陳潯風摩挲著他頸間的痕跡問:“有感覺嗎?痛嗎?”

親吻不會痛,周霭也沒有明顯的感覺,他輕搖了下頭,陳潯風摸了摸他的臉,笑著說:“下次我會小心。”

周霭淡淡看他一眼,將手上的手機屏幕拿到他眼前,給陳潯風看自己剛剛打下的字:回去用肥皂水洗。

周霭接得還是陳潯風前面那幾句話,剛剛兩個人在看陳潯風手上被蚊蟲叮咬出來的紅點,陳潯風說等會回去用涼水沖手臂。

這會陳潯風看著屏幕動了動手臂,然後點頭,嘖了聲:“好,現在好像是有點癢了。”

陳潯風將周霭送到別墅的院門口,這次周霭讓陳潯風先走,他等在薔薇花墻下看陳潯風走遠,正要推開大門時,卻突然聽見身後傳來腳步聲:“——周霭。”

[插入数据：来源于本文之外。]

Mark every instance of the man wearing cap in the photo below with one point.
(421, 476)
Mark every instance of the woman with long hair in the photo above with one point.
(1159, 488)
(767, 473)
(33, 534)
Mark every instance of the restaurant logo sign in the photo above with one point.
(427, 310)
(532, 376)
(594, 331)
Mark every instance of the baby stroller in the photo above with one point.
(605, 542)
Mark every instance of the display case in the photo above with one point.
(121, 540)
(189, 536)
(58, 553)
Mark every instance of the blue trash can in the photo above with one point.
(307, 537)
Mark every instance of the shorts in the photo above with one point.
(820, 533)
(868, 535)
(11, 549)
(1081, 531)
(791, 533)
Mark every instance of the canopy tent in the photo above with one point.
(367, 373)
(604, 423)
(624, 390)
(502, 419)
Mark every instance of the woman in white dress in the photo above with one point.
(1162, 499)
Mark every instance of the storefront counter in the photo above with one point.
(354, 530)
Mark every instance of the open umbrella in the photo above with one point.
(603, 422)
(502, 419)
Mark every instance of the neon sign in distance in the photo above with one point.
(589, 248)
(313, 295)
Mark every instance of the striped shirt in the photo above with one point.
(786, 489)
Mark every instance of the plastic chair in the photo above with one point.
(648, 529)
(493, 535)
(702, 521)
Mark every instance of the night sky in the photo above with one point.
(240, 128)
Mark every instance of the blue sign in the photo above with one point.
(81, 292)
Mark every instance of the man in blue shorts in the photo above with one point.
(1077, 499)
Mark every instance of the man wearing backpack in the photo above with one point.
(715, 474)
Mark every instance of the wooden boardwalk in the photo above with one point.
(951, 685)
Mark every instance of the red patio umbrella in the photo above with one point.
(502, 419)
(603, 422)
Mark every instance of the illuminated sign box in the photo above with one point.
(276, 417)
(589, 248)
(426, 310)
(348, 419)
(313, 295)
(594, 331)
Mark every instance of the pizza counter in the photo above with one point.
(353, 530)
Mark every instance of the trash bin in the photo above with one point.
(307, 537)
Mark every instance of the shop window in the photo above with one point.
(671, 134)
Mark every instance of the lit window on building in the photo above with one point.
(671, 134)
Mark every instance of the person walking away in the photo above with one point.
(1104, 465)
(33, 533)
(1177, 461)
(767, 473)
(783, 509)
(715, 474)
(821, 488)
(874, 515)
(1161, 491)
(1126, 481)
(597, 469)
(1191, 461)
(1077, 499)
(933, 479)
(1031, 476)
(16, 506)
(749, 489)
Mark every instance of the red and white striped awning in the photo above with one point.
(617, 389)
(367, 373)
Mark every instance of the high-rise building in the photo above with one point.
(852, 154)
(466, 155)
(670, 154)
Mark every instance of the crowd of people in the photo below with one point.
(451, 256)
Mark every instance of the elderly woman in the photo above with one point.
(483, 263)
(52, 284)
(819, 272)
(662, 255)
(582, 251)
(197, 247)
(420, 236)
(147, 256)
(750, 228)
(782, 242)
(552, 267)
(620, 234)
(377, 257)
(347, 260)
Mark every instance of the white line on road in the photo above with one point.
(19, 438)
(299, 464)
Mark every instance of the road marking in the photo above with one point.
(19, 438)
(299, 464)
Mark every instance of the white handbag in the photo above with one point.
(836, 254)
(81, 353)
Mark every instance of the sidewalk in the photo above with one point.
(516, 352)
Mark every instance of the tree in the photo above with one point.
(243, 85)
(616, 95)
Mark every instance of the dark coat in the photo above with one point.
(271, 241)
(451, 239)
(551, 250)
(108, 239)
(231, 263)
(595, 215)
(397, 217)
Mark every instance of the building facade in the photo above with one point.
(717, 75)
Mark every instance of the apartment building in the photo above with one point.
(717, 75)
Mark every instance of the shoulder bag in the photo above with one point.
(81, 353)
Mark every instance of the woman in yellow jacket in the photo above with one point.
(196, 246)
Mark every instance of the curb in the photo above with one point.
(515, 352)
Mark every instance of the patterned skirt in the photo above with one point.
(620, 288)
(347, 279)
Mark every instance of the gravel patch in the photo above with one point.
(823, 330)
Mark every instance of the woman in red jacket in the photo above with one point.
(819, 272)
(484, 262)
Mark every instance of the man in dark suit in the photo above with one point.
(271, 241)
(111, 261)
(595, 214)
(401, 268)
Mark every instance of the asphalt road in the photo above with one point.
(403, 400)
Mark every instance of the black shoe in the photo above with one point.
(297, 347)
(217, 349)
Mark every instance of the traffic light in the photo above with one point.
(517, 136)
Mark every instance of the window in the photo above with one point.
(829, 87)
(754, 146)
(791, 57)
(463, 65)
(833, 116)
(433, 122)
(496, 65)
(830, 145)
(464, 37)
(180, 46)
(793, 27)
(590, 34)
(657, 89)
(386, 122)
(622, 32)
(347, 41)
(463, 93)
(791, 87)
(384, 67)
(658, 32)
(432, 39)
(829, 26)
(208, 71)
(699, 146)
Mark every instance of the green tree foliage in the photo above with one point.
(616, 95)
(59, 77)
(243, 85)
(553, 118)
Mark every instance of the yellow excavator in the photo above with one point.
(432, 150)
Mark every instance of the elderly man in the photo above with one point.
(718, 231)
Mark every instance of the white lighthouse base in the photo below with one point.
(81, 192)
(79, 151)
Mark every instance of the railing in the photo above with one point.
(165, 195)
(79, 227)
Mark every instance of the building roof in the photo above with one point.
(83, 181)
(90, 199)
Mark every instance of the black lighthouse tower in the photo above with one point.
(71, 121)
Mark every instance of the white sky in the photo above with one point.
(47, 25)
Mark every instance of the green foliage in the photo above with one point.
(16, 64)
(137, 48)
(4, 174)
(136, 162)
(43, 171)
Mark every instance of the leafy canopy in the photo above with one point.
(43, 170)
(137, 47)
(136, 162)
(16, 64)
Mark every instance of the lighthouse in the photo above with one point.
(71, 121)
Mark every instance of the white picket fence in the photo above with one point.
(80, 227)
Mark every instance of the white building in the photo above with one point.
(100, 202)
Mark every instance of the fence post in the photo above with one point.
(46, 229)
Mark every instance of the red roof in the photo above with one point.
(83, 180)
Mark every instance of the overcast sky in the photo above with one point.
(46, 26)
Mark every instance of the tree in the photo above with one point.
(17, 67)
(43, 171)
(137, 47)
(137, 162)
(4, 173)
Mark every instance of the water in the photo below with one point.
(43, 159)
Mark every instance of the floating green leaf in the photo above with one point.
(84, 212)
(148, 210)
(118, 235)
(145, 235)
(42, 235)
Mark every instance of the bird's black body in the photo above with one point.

周霭應聲回頭,陳潯風是跑過來的,他停腳在周霭後方的兩步之距,正喘.著氣在月光下笑,他說:“忘了問你,這次考試,到底怎麽樣啊?”

夜越深,溫度越低,吹過他們的風已經帶上了涼意。

陳潯風就站在他面前,周霭望著他被風吹亂的頭發,低頭拿手機給他發了消息。

陳潯風在同時拿起來手機看,十來秒後,他笑了聲:“好厲害,現在就已經考到第二名了。”